A $50,000 oil change is as shocking as a $50,000 seminar. Good seminars are under $1,000 and are given by respectable experts, practitioners, and seminar firms. Good seminars are educational and don’t come at the price of a new Cadillac Escalade. Bad seminars are hyped, high-pressure, and exploitative. Bad seminars are about making money and not about helping you.

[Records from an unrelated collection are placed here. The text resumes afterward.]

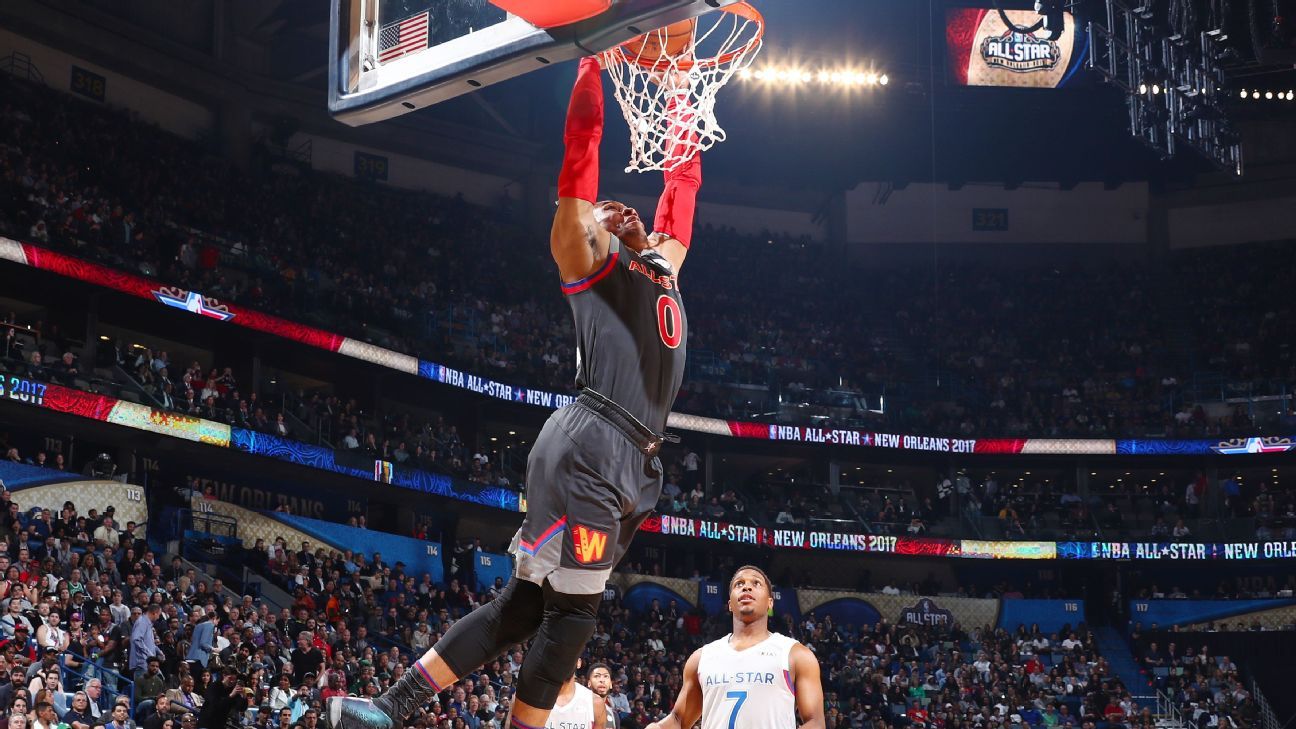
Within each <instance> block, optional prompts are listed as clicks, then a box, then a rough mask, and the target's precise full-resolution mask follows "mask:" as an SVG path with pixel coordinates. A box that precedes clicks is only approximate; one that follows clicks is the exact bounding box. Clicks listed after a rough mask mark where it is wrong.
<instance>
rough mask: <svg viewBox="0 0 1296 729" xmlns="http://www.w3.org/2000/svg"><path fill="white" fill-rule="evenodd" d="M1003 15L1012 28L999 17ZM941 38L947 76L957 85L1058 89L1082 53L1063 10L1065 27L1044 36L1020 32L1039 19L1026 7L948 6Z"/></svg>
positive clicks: (1068, 78)
mask: <svg viewBox="0 0 1296 729" xmlns="http://www.w3.org/2000/svg"><path fill="white" fill-rule="evenodd" d="M1004 16H1006V17H1007V18H1008V21H1011V22H1012V27H1010V26H1008V25H1007V23H1004V22H1003V18H1004ZM945 18H946V22H945V42H946V53H947V56H949V67H950V79H951V80H953V82H954V83H955V84H959V86H1002V87H1013V88H1059V87H1063V86H1067V83H1068V82H1070V80H1072V78H1073V77H1074V74H1076V71H1077V70H1078V67H1080V65H1081V62H1083V57H1085V53H1083V52H1080V53H1077V52H1076V43H1077V38H1085V36H1083V34H1080V32H1078V29H1077V21H1076V17H1074V16H1072V14H1070V13H1065V14H1064V23H1065V29H1067V30H1065V32H1063V35H1061V38H1059V39H1058V40H1050V39H1048V38H1047V36H1046V35H1045V31H1033V32H1023V31H1025V30H1029V29H1030V27H1032V26H1034V25H1036V23H1037V22H1038V21H1039V16H1038V14H1037V13H1033V12H1030V10H1004V13H1003V14H1001V13H999V12H998V10H995V9H989V8H954V9H950V10H949V12H947V13H946V17H945Z"/></svg>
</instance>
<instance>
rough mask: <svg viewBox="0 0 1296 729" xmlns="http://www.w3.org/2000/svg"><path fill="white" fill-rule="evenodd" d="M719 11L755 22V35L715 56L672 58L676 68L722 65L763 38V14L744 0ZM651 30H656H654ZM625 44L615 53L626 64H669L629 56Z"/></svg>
mask: <svg viewBox="0 0 1296 729" xmlns="http://www.w3.org/2000/svg"><path fill="white" fill-rule="evenodd" d="M721 12H722V13H730V14H732V16H737V17H740V18H743V19H745V21H748V22H752V23H756V35H754V36H752V40H748V42H746V43H745V44H743V47H741V48H735V49H734V51H730V52H728V53H721V54H719V56H715V57H712V58H701V60H688V58H678V60H673V61H674V66H675V67H677V69H679V70H682V71H687V70H691V69H692V67H693V66H702V67H715V66H719V65H723V64H728V62H731V61H734V58H737V57H739V56H741V54H744V53H748V52H750V51H752V49H753V48H756V47H757V45H758V44H759V43H761V39H762V38H765V16H762V14H761V12H759V10H757V9H756V8H754V6H753V5H752V4H750V3H746V1H745V0H740V1H739V3H734V4H732V5H726V6H723V8H721ZM658 30H660V29H658ZM652 32H657V31H656V30H654V31H652ZM648 35H649V34H644V35H642V36H639V38H647V36H648ZM631 43H634V42H631ZM626 45H629V44H625V45H618V47H617V49H616V53H617V54H618V56H621V60H622V61H625V62H627V64H638V65H639V66H643V67H644V69H648V70H653V71H657V70H665V69H667V67H670V66H671V62H667V61H661V60H657V61H645V60H643V58H639V57H636V56H631V53H630V52H629V51H626Z"/></svg>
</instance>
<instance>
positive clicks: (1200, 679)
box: [1131, 627, 1261, 729]
mask: <svg viewBox="0 0 1296 729" xmlns="http://www.w3.org/2000/svg"><path fill="white" fill-rule="evenodd" d="M1170 636H1172V637H1175V636H1178V634H1175V633H1172V634H1170ZM1131 641H1133V642H1134V649H1135V652H1137V655H1138V659H1139V663H1140V668H1142V671H1143V672H1144V673H1146V675H1147V676H1148V677H1150V678H1151V681H1152V684H1153V685H1155V686H1156V689H1157V690H1160V691H1163V693H1164V694H1165V695H1166V697H1169V699H1170V700H1172V702H1173V703H1174V704H1175V706H1177V707H1178V711H1179V713H1181V716H1182V717H1183V721H1185V723H1186V724H1187V725H1188V726H1192V728H1196V729H1216V728H1218V729H1251V728H1253V726H1260V725H1261V723H1260V706H1258V703H1257V702H1256V698H1255V697H1253V695H1252V693H1251V690H1249V689H1248V687H1247V686H1245V685H1244V684H1243V681H1242V678H1240V677H1239V671H1238V664H1236V663H1234V662H1232V660H1231V659H1230V658H1229V656H1227V655H1216V654H1214V652H1212V651H1210V650H1209V647H1208V646H1204V645H1203V646H1201V647H1200V649H1196V647H1195V646H1194V645H1192V642H1191V641H1192V636H1191V634H1188V633H1185V634H1182V643H1181V642H1175V641H1173V639H1172V641H1168V642H1164V643H1159V642H1157V641H1156V639H1152V638H1148V637H1146V636H1143V634H1142V630H1140V627H1135V629H1134V632H1133V634H1131Z"/></svg>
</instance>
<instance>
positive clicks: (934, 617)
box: [896, 598, 954, 627]
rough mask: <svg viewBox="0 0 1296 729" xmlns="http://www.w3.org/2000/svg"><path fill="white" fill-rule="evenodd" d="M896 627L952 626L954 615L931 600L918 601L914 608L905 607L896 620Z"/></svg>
mask: <svg viewBox="0 0 1296 729" xmlns="http://www.w3.org/2000/svg"><path fill="white" fill-rule="evenodd" d="M896 624H897V625H941V627H949V625H951V624H954V614H953V612H950V611H949V610H945V608H943V607H940V606H937V604H936V602H934V601H932V598H923V599H920V601H918V603H916V604H915V606H914V607H906V608H905V610H902V611H901V612H899V617H897V619H896Z"/></svg>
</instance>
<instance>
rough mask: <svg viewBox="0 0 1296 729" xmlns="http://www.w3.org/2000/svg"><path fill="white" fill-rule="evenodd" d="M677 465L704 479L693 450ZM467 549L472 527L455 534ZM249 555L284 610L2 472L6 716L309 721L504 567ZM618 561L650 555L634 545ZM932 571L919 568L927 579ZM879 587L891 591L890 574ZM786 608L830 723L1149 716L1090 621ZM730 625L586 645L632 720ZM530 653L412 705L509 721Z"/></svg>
mask: <svg viewBox="0 0 1296 729" xmlns="http://www.w3.org/2000/svg"><path fill="white" fill-rule="evenodd" d="M679 481H680V483H682V484H686V485H688V488H689V489H692V488H693V486H695V485H696V484H695V481H693V480H692V476H688V471H687V466H684V464H682V466H680V477H679ZM18 497H21V494H18ZM355 525H362V527H363V524H360V523H359V521H356V523H355ZM474 549H480V544H477V542H473V544H468V545H465V546H464V547H463V550H456V555H457V554H459V551H464V553H465V554H467V553H470V551H472V550H474ZM240 560H241V562H242V563H245V564H248V566H249V567H250V568H251V569H254V571H258V572H262V573H264V575H267V576H270V577H271V579H272V580H273V581H276V582H277V584H279V585H280V586H283V588H284V589H285V590H288V592H289V593H290V594H292V597H293V603H292V604H290V606H289V607H286V608H284V610H273V608H271V607H270V606H268V604H267V603H264V602H258V601H257V599H254V598H251V597H242V598H238V597H237V595H236V594H235V593H231V592H228V590H227V589H226V588H224V585H223V584H222V581H220V580H219V579H218V580H205V579H203V577H202V576H200V575H197V573H196V572H194V571H193V569H192V568H191V567H188V566H187V564H185V563H183V562H181V560H179V559H167V558H163V556H159V555H157V554H156V553H154V551H152V550H150V547H149V545H148V542H146V541H145V538H144V534H143V533H141V529H140V528H139V527H137V525H136V524H133V523H127V524H124V525H119V524H117V523H115V520H114V510H113V508H111V507H109V508H106V510H105V512H104V514H98V512H96V511H93V510H91V511H89V512H87V514H86V515H82V514H79V512H78V508H76V506H75V503H73V502H66V503H64V505H62V506H58V505H48V506H47V505H26V503H19V501H18V498H17V497H16V496H14V494H10V493H9V492H6V490H3V489H0V638H3V639H0V710H3V711H4V713H5V719H6V721H12V723H21V726H16V725H14V724H9V725H10V726H14V729H22V728H25V726H27V725H29V724H36V723H39V724H40V725H41V726H43V728H44V726H52V725H54V724H57V723H64V724H67V726H69V728H70V729H93V728H96V726H98V725H113V723H114V721H118V725H119V726H123V728H126V726H130V725H131V723H137V724H139V725H143V726H146V728H149V729H153V728H161V729H202V728H207V726H222V725H226V720H227V717H231V716H232V717H233V721H235V723H236V724H242V725H246V726H258V728H270V729H295V728H297V726H302V728H306V729H318V728H319V726H320V721H321V719H320V712H321V710H323V702H324V700H327V698H328V697H332V695H340V694H358V695H375V694H378V693H381V691H382V690H384V689H385V687H386V686H389V685H390V682H391V681H394V680H397V678H399V676H400V675H402V673H403V672H404V671H407V669H410V668H411V663H410V662H411V660H412V658H415V656H417V655H420V654H421V652H422V651H424V650H425V649H426V647H428V646H430V645H433V643H434V642H435V641H437V639H438V638H439V636H441V634H443V632H445V630H446V629H447V628H448V627H450V625H451V624H454V621H455V620H457V619H459V617H461V616H463V615H464V614H467V612H468V611H470V610H472V608H474V607H476V606H477V604H480V603H481V602H485V601H487V599H491V598H492V597H494V595H495V593H496V592H498V590H499V589H500V588H502V585H499V584H496V585H494V586H491V588H486V589H483V590H481V592H478V586H477V585H476V582H474V581H473V580H472V576H470V572H469V571H468V569H467V567H465V566H467V564H469V562H470V560H467V559H465V560H463V562H461V563H460V560H457V556H456V563H455V564H456V568H455V569H454V571H452V572H451V575H450V576H448V579H447V581H446V584H435V582H433V581H432V580H430V577H428V576H425V575H415V573H410V572H407V571H406V567H404V566H403V564H400V563H395V564H389V563H388V562H386V560H385V559H384V558H382V555H381V554H377V553H362V551H359V550H358V551H338V550H334V549H329V547H323V546H319V545H311V544H308V542H306V544H299V545H289V544H286V541H284V540H276V541H275V542H271V544H266V542H262V541H258V542H257V544H255V545H254V546H253V547H251V549H250V550H248V551H245V553H242V554H240ZM713 567H714V569H710V571H709V573H708V576H709V577H712V579H717V577H718V579H722V580H723V579H724V577H726V572H727V571H730V569H731V568H732V564H731V563H727V562H721V563H717V564H715V566H713ZM623 568H625V569H630V571H643V572H645V573H651V572H653V571H658V569H653V568H651V567H645V566H644V564H642V563H638V564H636V563H629V564H626V566H625V567H623ZM695 577H696V579H701V577H702V576H701V575H695ZM928 580H932V577H931V576H929V577H928ZM1290 585H1291V580H1290V579H1288V580H1287V581H1286V586H1290ZM1283 586H1284V584H1283V582H1279V581H1273V580H1270V581H1267V582H1265V581H1261V582H1256V584H1251V582H1248V584H1240V582H1239V584H1238V585H1232V586H1230V588H1229V590H1231V592H1234V593H1238V594H1239V595H1240V594H1243V592H1245V593H1247V594H1258V592H1257V590H1270V592H1273V593H1274V594H1277V590H1280V589H1283ZM936 589H937V585H936V584H934V582H932V584H925V582H924V584H915V585H914V586H912V590H914V592H915V594H932V593H934V592H936ZM964 589H967V590H972V593H976V592H978V590H976V588H971V586H964ZM1221 589H1222V590H1223V589H1225V586H1223V585H1222V586H1221ZM884 592H888V593H892V594H899V593H901V590H899V588H897V586H893V585H892V584H886V586H885V588H884ZM1001 593H1002V595H1003V597H1012V595H1017V594H1020V593H1019V592H1015V590H1012V589H1010V588H1007V586H1003V588H1002V589H1001V588H995V589H994V590H991V592H990V594H995V595H998V594H1001ZM1172 593H1178V590H1172ZM1168 597H1177V595H1175V594H1168ZM775 629H778V630H780V632H784V633H787V634H791V636H793V637H796V638H797V639H800V641H802V642H805V643H806V645H807V646H810V647H811V649H813V650H814V651H815V654H816V656H818V658H819V660H820V664H822V665H823V681H824V691H826V693H824V697H826V711H827V723H828V726H829V729H845V728H848V726H849V728H851V729H908V728H911V729H920V728H938V729H1028V728H1032V729H1038V728H1045V729H1052V728H1055V726H1060V728H1064V729H1065V726H1068V725H1070V726H1077V728H1082V729H1085V728H1087V729H1104V728H1112V729H1125V728H1128V729H1152V726H1153V717H1152V716H1151V713H1150V711H1148V710H1147V708H1143V707H1142V706H1139V703H1138V702H1137V700H1135V699H1134V698H1133V697H1131V695H1130V691H1129V690H1128V687H1126V686H1124V685H1122V684H1121V682H1120V681H1118V680H1117V678H1115V677H1113V673H1112V669H1111V667H1109V665H1108V664H1107V662H1105V660H1104V659H1103V658H1102V656H1100V655H1099V654H1098V650H1096V646H1095V642H1094V639H1093V636H1091V634H1090V633H1089V630H1087V629H1086V627H1085V625H1076V627H1065V628H1063V629H1060V630H1058V632H1056V633H1045V632H1041V630H1038V629H1037V628H1025V627H1021V628H1019V629H1016V630H1012V632H1006V630H1003V629H993V628H989V627H982V628H976V629H968V628H964V627H960V625H958V624H937V625H911V624H893V623H889V621H886V620H880V621H879V623H877V624H872V625H851V624H839V623H836V621H835V620H833V619H832V617H827V616H818V617H816V616H805V617H802V619H800V620H791V619H788V617H785V616H781V615H779V616H775ZM726 630H727V616H724V615H723V614H722V615H718V616H706V615H702V614H701V612H699V611H691V610H687V608H683V607H680V606H678V604H674V603H671V604H665V606H662V604H660V603H654V604H653V606H652V607H651V608H648V610H647V611H643V612H631V611H630V610H629V608H627V607H626V606H625V604H623V603H622V602H621V601H619V598H612V599H607V601H604V603H603V607H601V610H600V616H599V627H597V629H596V633H595V637H594V639H592V641H591V643H590V646H588V650H587V659H588V660H590V662H605V663H608V664H609V665H610V668H612V676H613V687H612V691H610V694H609V698H610V700H612V706H613V707H614V708H616V710H617V712H618V715H619V717H621V720H622V725H623V726H626V728H636V726H638V728H643V726H645V725H647V724H648V723H649V721H651V720H653V719H656V717H657V716H660V715H661V713H662V712H665V711H666V710H667V708H669V706H670V702H671V700H673V698H674V695H675V694H677V691H678V689H679V682H680V678H682V667H683V663H684V660H686V658H687V656H688V654H689V652H691V651H692V650H693V649H695V647H697V646H699V645H701V643H702V642H705V641H708V639H712V638H713V637H715V636H719V634H723V633H724V632H726ZM1135 642H1137V637H1135ZM521 655H522V654H521V646H520V647H518V650H516V651H511V652H509V654H508V655H505V656H504V658H502V659H500V660H498V662H492V663H491V664H490V665H486V667H483V668H482V669H480V671H477V672H474V673H472V675H470V676H468V677H465V678H464V680H461V681H460V682H459V684H456V685H455V686H451V687H447V689H446V690H445V691H443V693H442V694H441V695H439V697H438V698H437V700H435V702H433V703H430V704H428V706H425V707H422V708H421V710H420V711H419V713H416V715H415V716H413V717H411V720H410V723H408V725H410V726H420V728H424V726H435V728H437V729H503V726H502V721H503V720H504V717H505V716H507V710H508V706H509V700H511V698H512V690H513V685H515V684H516V675H517V669H518V665H520V660H521ZM1139 656H1140V659H1142V660H1144V662H1147V660H1151V662H1153V663H1155V662H1156V660H1161V662H1163V663H1161V664H1157V665H1152V668H1159V667H1161V665H1166V667H1175V668H1178V667H1182V668H1183V671H1182V672H1179V671H1172V672H1168V673H1166V675H1165V676H1157V678H1164V681H1163V682H1161V684H1160V687H1163V689H1164V690H1165V691H1168V693H1169V694H1172V695H1174V697H1177V698H1178V699H1179V700H1181V703H1182V707H1183V711H1185V713H1186V715H1190V716H1191V717H1192V721H1194V723H1196V724H1195V726H1198V728H1201V729H1207V728H1217V726H1218V728H1223V729H1251V728H1252V726H1255V725H1256V723H1255V707H1253V702H1252V699H1251V698H1249V694H1248V693H1247V691H1245V690H1244V689H1242V686H1240V684H1239V682H1238V676H1236V667H1234V665H1231V664H1230V662H1229V660H1227V659H1223V660H1222V662H1221V660H1217V659H1214V658H1213V656H1210V658H1205V656H1203V655H1201V654H1200V652H1199V654H1194V652H1192V651H1191V650H1187V649H1186V650H1185V652H1183V655H1179V652H1178V650H1177V649H1173V647H1168V649H1166V650H1165V651H1161V650H1160V647H1157V646H1150V647H1148V649H1146V650H1140V652H1139ZM19 672H21V676H22V677H21V678H14V676H17V675H19ZM1153 673H1157V672H1155V671H1153ZM122 677H126V678H130V681H132V685H133V690H132V689H130V687H128V685H127V682H126V680H123V678H122ZM5 678H8V682H5ZM132 695H133V702H132ZM118 704H123V707H122V708H121V710H118V708H117V706H118ZM51 712H52V713H51ZM114 712H115V713H114ZM19 716H21V717H23V719H17V717H19ZM1203 717H1204V719H1203Z"/></svg>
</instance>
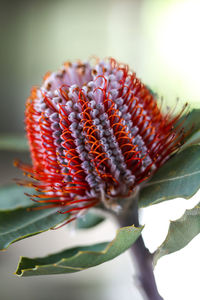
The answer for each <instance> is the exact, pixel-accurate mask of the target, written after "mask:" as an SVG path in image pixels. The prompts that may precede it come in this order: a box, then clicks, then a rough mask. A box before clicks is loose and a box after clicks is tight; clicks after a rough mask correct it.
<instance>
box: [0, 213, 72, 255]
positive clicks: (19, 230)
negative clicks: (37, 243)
mask: <svg viewBox="0 0 200 300" xmlns="http://www.w3.org/2000/svg"><path fill="white" fill-rule="evenodd" d="M67 217H68V216H67V215H65V214H59V213H58V212H57V209H41V210H33V211H28V210H27V208H20V209H17V210H13V211H4V212H0V250H3V249H6V248H7V247H8V246H9V245H10V244H12V243H14V242H16V241H19V240H21V239H24V238H27V237H29V236H32V235H36V234H39V233H41V232H44V231H46V230H48V229H50V228H51V227H54V226H56V225H58V224H59V223H61V222H63V221H64V220H66V218H67Z"/></svg>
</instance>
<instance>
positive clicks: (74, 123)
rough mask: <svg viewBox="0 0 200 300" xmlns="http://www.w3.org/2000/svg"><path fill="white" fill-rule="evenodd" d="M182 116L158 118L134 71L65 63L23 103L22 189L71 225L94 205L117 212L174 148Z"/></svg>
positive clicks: (107, 63) (155, 111)
mask: <svg viewBox="0 0 200 300" xmlns="http://www.w3.org/2000/svg"><path fill="white" fill-rule="evenodd" d="M181 113H182V112H181ZM181 113H180V114H179V115H177V116H176V117H172V114H171V113H170V112H169V111H168V112H167V113H166V114H163V113H162V112H161V110H160V108H159V106H158V104H157V102H156V99H155V98H154V96H153V95H152V94H151V92H150V91H149V90H148V88H147V87H145V86H144V85H143V84H142V83H141V82H140V80H139V79H138V78H137V77H136V75H135V73H133V72H131V71H130V70H129V68H128V66H127V65H124V64H119V63H117V62H116V61H115V60H114V59H109V60H105V61H102V62H100V61H97V63H96V65H94V66H92V65H91V64H90V63H82V62H77V63H65V64H64V66H63V67H62V69H61V70H59V71H58V72H55V73H51V74H50V73H48V74H47V75H46V76H45V77H44V81H43V84H42V86H41V88H36V87H35V88H33V89H32V92H31V96H30V98H28V100H27V103H26V113H25V124H26V131H27V137H28V141H29V146H30V151H31V158H32V166H28V165H24V164H22V163H19V162H18V163H17V164H18V166H19V167H20V168H21V169H23V170H24V172H25V173H27V175H28V176H29V177H30V178H32V180H30V181H29V180H27V181H21V184H23V185H28V186H32V187H34V188H35V189H36V190H37V191H39V193H38V194H36V195H32V198H33V200H35V201H37V202H39V203H45V204H46V205H45V207H58V208H59V211H60V212H61V213H70V215H71V219H70V220H72V219H75V218H77V216H79V214H81V212H84V211H85V210H86V209H88V208H89V207H93V206H96V205H99V204H103V205H105V207H106V208H110V209H118V208H119V202H121V200H122V202H123V199H124V198H131V197H132V196H133V195H135V193H136V191H137V190H138V188H139V187H140V185H141V183H142V182H144V181H146V180H147V179H148V178H149V177H150V176H151V175H152V174H153V173H154V172H155V171H156V170H157V169H158V168H159V167H160V166H161V165H162V164H163V163H164V162H165V161H166V160H167V159H168V158H169V156H170V155H171V154H172V153H174V152H175V151H176V150H177V149H178V148H179V146H180V143H181V141H182V139H183V133H182V130H181V125H179V126H176V130H175V124H176V123H177V121H178V120H179V117H180V115H181ZM120 199H121V200H120ZM42 207H44V206H42Z"/></svg>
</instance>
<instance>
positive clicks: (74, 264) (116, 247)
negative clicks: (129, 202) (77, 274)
mask: <svg viewBox="0 0 200 300" xmlns="http://www.w3.org/2000/svg"><path fill="white" fill-rule="evenodd" d="M141 231H142V227H141V228H136V227H134V226H129V227H123V228H120V229H119V230H118V233H117V235H116V238H115V239H114V240H113V241H112V242H110V243H100V244H96V245H92V246H84V247H76V248H71V249H67V250H64V251H61V252H59V253H56V254H52V255H49V256H47V257H43V258H33V259H31V258H27V257H21V259H20V262H19V265H18V268H17V271H16V274H17V275H19V276H33V275H50V274H64V273H73V272H78V271H82V270H85V269H88V268H91V267H94V266H96V265H99V264H102V263H104V262H106V261H109V260H111V259H113V258H115V257H117V256H118V255H120V254H121V253H123V252H124V251H125V250H127V249H128V248H130V246H131V245H132V244H133V243H134V242H135V241H136V239H137V238H138V237H139V236H140V234H141Z"/></svg>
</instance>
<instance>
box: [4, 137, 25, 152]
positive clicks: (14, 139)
mask: <svg viewBox="0 0 200 300" xmlns="http://www.w3.org/2000/svg"><path fill="white" fill-rule="evenodd" d="M0 150H9V151H28V143H27V139H26V138H25V137H24V136H21V135H0Z"/></svg>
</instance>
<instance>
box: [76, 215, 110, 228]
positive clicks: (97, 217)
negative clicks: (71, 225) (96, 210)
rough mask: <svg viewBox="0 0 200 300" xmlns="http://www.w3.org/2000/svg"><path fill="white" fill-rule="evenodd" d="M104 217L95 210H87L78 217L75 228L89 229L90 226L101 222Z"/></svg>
mask: <svg viewBox="0 0 200 300" xmlns="http://www.w3.org/2000/svg"><path fill="white" fill-rule="evenodd" d="M104 220H105V218H104V217H103V216H101V215H98V214H96V213H95V212H90V211H89V212H87V213H86V214H85V215H84V216H82V217H81V218H78V219H77V221H76V228H77V229H89V228H91V227H94V226H97V225H98V224H100V223H101V222H103V221H104Z"/></svg>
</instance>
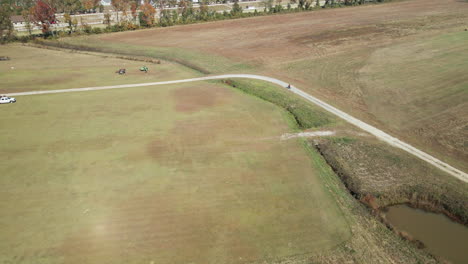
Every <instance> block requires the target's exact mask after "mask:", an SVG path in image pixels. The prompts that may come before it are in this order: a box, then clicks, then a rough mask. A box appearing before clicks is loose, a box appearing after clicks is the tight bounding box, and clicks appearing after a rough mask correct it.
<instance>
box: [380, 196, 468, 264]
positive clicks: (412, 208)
mask: <svg viewBox="0 0 468 264" xmlns="http://www.w3.org/2000/svg"><path fill="white" fill-rule="evenodd" d="M387 209H388V211H387V212H386V218H387V220H388V221H389V222H390V223H391V224H392V225H393V226H394V227H395V228H396V229H397V230H399V231H405V232H406V233H408V234H410V235H411V236H412V237H413V238H415V239H417V240H419V241H421V242H423V243H424V245H425V246H426V248H427V250H428V251H429V252H430V253H431V254H433V255H435V256H440V257H442V258H444V259H446V260H448V261H450V262H451V263H454V264H456V263H468V228H467V227H465V226H464V225H462V224H459V223H456V222H454V221H452V220H450V219H449V218H448V217H446V216H445V215H442V214H434V213H429V212H425V211H423V210H420V209H414V208H411V207H409V206H407V205H395V206H390V207H389V208H387Z"/></svg>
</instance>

How can you tell a good seminar from bad? The first tipoff is price. Anything unreasonable is a warning sign that the provider is more interested in making money than education. The second is price again. Be wary of FREE. FREE usually means eight minutes of education and eight hours of up-sell to a higher-priced seminar. Thirdly, who is giving it? Is it a professional speaker? Or someone who actually practices what he or she teaches? Read the fine print. “Johnny Guru’s strategies have made millions!” and then the fine print says, “Johnny Guru will not be in attendance.” Huh? Would you allow an acting surrogate to perform surgery on you if the real surgeon wasn’t available? Fail!
Chapter Summary: Fastlane Distinctions
➡Fastlaners start their education at graduation, if not before.
➡A Fastlaner’s education serves to advance their business system and their money tree, not to raise intrinsic value.